Supporters of the legislation were quick to counter, pointing out that the bill allows the courts to determine when there is an overriding public interest that should supersede personal religious convictions. They also pointed out that the proposal mirrors an existing federal law that has been in place since 1993, that such laws now exist in some 31 other states, and that there has not been rampant discrimination against any groups of people as a result.
The debate has divided lawyers, politicians and religious leaders alike. Some in the faith community applaud the effort; some decry it. Some elected officials sing its praises; others fear its potential. One group of legal scholars supports the effort; another opposes it. The speaker of the state House isn’t sure it’s needed; the governor has given it support. Many leaders in the business community are opposed.
It’s not hard to understand the motivation behind such legislation. We have all heard the stories of private business owners and nonprofit groups that refused to provide services of one sort or another because of their personal religious beliefs, only to have the courts tell them they must do so. Examples include the photographer who refused to shoot a gay wedding; the baker who wouldn’t do a wedding cake for a same-sex couple; the faith-based adoption agencies that closed down rather than allow same-sex couples to adopt children.
It is no coincidence that the recent flurry of support for religious liberty laws across the nation comes at the same time the controversy over same-sex marriages is at its peak, as lawmakers try to pit support for religious rights against gender rights. The firing of Atlanta’s fire chief after he authored a book in which he condemned homosexuality based on his personal religious beliefs has added fuel to the fire in Georgia.
At first blush, it’s easy to jump on the bandwagon of support, to state with passion the position that no one should be forced by the courts to do something that violates the tenets of their religious beliefs. But simplistic solutions to complex problems are seldom effective, and there’s no reason to believe that a new religious liberty law for Georgia would be an exception to that rule.
Those who support such legislation have to remember that, if approved, it will apply not just to the beliefs of Christians but to those of all faiths, a position that cannot be ignored given the volatile and often violent confrontations occurring around the world in the name of religion.

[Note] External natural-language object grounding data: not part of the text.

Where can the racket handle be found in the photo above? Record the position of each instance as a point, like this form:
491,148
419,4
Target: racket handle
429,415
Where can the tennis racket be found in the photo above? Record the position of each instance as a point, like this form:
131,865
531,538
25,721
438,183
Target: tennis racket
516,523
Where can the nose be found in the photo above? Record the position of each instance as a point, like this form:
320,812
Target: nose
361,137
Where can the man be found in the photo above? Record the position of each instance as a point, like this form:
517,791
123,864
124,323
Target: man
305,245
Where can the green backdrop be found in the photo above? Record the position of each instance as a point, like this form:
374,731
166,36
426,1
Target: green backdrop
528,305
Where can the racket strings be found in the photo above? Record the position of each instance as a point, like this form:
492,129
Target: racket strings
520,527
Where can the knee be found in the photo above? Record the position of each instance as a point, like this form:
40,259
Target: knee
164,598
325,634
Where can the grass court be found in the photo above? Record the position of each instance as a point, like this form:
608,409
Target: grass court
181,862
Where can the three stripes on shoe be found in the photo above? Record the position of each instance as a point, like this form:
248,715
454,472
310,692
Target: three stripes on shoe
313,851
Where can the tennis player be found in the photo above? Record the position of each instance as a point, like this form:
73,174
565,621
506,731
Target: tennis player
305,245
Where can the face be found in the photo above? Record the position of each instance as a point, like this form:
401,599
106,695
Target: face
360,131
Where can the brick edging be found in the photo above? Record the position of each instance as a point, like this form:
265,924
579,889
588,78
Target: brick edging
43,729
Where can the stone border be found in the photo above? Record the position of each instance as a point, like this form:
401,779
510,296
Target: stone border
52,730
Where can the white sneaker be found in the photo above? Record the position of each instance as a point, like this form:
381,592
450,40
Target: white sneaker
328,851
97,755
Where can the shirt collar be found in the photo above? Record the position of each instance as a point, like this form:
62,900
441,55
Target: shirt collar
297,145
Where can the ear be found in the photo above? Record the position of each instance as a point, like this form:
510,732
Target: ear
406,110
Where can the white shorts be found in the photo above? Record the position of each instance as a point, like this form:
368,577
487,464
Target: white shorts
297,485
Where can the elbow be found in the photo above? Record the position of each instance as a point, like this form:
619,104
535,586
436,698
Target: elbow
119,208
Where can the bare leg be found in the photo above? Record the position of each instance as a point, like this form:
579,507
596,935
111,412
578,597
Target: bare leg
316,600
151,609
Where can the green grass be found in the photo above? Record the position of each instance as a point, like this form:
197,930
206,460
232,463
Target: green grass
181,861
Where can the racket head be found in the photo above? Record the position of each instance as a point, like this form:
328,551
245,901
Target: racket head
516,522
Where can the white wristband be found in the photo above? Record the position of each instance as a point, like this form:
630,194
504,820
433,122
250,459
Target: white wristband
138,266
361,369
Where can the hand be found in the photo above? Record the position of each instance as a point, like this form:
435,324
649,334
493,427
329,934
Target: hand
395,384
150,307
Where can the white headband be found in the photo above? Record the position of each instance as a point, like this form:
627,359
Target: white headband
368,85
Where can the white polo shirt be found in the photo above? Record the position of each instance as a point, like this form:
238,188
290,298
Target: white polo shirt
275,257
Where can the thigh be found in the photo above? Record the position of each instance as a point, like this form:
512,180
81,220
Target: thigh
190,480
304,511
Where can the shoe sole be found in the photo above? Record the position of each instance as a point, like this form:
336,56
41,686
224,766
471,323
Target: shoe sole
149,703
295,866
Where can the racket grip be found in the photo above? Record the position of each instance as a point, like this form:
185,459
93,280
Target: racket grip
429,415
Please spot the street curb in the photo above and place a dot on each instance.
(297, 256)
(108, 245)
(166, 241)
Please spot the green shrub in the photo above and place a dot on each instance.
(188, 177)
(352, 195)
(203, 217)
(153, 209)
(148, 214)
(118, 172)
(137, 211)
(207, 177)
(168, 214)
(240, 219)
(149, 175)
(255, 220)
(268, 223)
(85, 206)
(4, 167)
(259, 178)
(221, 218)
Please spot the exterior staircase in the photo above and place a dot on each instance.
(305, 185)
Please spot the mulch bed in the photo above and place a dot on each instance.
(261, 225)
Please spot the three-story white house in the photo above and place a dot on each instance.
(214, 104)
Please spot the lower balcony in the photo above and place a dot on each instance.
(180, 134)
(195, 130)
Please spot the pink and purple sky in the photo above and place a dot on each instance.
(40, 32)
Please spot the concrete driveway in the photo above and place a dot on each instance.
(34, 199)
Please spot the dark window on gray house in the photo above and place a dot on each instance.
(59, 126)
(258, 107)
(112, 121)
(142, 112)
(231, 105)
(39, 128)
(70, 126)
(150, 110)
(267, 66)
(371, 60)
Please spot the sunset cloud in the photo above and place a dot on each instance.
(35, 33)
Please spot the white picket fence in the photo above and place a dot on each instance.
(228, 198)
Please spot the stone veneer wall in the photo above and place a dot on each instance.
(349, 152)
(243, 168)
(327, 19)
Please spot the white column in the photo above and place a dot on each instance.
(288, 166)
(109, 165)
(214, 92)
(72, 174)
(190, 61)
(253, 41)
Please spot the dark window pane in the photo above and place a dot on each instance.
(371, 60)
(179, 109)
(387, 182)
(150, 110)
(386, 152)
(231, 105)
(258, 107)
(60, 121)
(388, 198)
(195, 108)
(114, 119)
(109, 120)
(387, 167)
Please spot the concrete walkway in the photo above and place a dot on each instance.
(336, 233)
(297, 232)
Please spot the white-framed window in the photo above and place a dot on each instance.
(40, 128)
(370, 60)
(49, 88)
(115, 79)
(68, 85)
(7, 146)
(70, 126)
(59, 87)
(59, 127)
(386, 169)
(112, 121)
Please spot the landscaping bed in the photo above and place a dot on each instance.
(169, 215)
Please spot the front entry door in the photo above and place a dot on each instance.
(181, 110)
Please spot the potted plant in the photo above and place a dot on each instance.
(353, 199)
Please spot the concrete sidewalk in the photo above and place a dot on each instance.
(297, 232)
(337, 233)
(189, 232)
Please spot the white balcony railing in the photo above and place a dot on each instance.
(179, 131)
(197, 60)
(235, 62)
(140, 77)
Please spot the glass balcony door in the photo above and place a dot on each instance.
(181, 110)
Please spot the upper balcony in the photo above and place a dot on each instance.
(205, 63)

We do not think the intent of the legislation is to legalize discrimination against specific groups, but we see how that may be an unintended consequence given the predisposition of individual judges.
We do think the effort is more about politics that religion, a way for conservatives to garner support from the religious right. Remember that it offers no guarantee that religious liberty will be upheld in the courts, but simply sets the stage for judicial decision-making. The courts can still rule that an issue of public concern carries more weight than individual beliefs.
The right to religious liberty is already assured to each of us, through both the U.S. and Georgia constitutions. Those documents have served us well for centuries.
The attempt to gain passage for a new religious liberty law is meant as a way of reinforcing those rights, but could muddy the waters even more when the courts are asked to decide on issues of religious faith vs public good.
More than anything, we wonder at the potential for the legislation to do more harm than good, and question what purpose it will serve beyond sending a political message. Adding another layer of legal debate to freedoms already guaranteed in the Constitution may do more to confuse than improve.
Even a well-intentioned effort can have unintended negative consequences, which we fear will be the case if the pending House and Senate bills ultimately are approved as state law.